Abstract
Automated closed-loop drug delivery systems, in which continuous adjustments of treatment parameters are based on frequent sampling of physiological processes, have been studied for years and are largely envisioned for use in clinical settings where the system can be under constant supervision by a clinician. Recently, there have been efforts in using these systems as advanced treatment for chronic illnesses, which is timely since chronic illness rate is on the rise, but also raises the possibility that the system user may now be the patient (not a clinician). Indeed, miniaturization and smarter algorithms promise that one day these technologies can be taken out of the hospital and brought to patient’s home. For example, recent clinical studies of artificial pancreas (AP) systems have demonstrated the feasibility of closed-loop treatment of Type 1 diabetes.
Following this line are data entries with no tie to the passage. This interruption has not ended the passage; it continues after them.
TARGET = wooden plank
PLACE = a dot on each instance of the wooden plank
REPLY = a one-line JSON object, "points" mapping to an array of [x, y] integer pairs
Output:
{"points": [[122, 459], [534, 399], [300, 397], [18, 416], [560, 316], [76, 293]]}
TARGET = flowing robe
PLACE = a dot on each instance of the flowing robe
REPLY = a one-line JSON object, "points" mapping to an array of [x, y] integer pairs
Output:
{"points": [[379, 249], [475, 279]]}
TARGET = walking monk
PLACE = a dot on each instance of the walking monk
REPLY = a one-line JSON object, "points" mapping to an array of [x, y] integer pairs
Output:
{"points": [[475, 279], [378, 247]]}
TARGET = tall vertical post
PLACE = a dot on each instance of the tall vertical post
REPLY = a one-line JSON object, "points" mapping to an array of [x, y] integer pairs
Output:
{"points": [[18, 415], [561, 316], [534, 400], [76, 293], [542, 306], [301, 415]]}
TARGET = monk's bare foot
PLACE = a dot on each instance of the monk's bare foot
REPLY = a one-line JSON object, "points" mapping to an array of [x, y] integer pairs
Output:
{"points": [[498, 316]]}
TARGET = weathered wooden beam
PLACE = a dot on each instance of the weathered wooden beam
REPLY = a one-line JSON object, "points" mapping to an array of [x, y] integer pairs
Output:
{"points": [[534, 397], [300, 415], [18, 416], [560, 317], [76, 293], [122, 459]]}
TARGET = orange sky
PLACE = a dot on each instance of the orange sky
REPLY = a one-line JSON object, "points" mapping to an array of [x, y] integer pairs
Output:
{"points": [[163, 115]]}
While efforts to commercialize AP systems are underway, it is not yet clear that closed-loop treatment will appeal to a large segments of the patient population.
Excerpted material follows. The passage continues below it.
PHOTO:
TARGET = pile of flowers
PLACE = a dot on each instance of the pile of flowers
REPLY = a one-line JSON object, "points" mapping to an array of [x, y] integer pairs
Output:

This work started with a desire to understand the factors that contribute to the success or failure of systems that (i) involve continuous measurement (as in the AP) but (ii) do not involve automated adjustment of all treatment parameters but rather present some treatment options to patients on demand where such options are model-based optimal recommendations. This approach accounts for human factors considerations and serves as a reasonable precursor to a fully closed-loop AP, but can be more readily adopted by the patients. The approach employs a model that addresses the risk asymmetry of the patient state space and takes advantage of a previously developed safety feature to create a semi-automated system.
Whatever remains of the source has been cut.